Yosef was blessed with the “blessings of [his father] to the endless bounds of the world’s hills.” (Beraishis 49:26) The Hasmoneans echoed this greatness. “You delivered the strong into the hands of the weak, the many into the hands of the few, the impure into the hands of the pure, the wicked into the hands of the righteous.” We say Hallel all eight days of Chanukah. The world is filled with light! An eternally-significant event has occurred. The light shines forever.
What enables this kind of event to occur? Someone summons strength which he doesn’t have, but which Hashem supplies when one strives to do His will. A Jew defies the powerful forces emanating from his “heart” and his “eyes” and listens for the voice of Hashem. This may seem impossible at the time, but, when one tries, Hashem makes the impossible real for us. Yosef was a real man who accomplished the “impossible.” The Hasmoneans were real people who accomplished the “impossible.” This has been our history from the beginning. Avraham Avinu took on the entire world and prevailed. Yaakov Avinu took on the malach of Esav and prevailed.
We can also prevail in a world of darkness.
In our days it often seems impossible to overcome the powerful allure of the surrounding culture.

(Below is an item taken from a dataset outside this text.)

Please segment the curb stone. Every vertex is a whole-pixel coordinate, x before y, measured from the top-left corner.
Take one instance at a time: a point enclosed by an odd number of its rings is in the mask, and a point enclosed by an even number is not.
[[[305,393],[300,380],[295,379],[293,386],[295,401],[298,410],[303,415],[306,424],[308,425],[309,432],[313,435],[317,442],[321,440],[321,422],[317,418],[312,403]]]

We have to know that we can be like Yosef and like the Hasmoneans. We can be like Avraham and Yaakov Avinu. We can fight the entire world and win. We can do the impossible.
“The pains of death encircled me. The confines of the grave have found me. Then I would invoke the Name of Hashem: ‘Please Hashem, save my soul.’ I was brought low, but He saved me!” (Hallel, Tehillim 116)
May He soon “shine a new light on Tzion and may we all speedily merit its light.”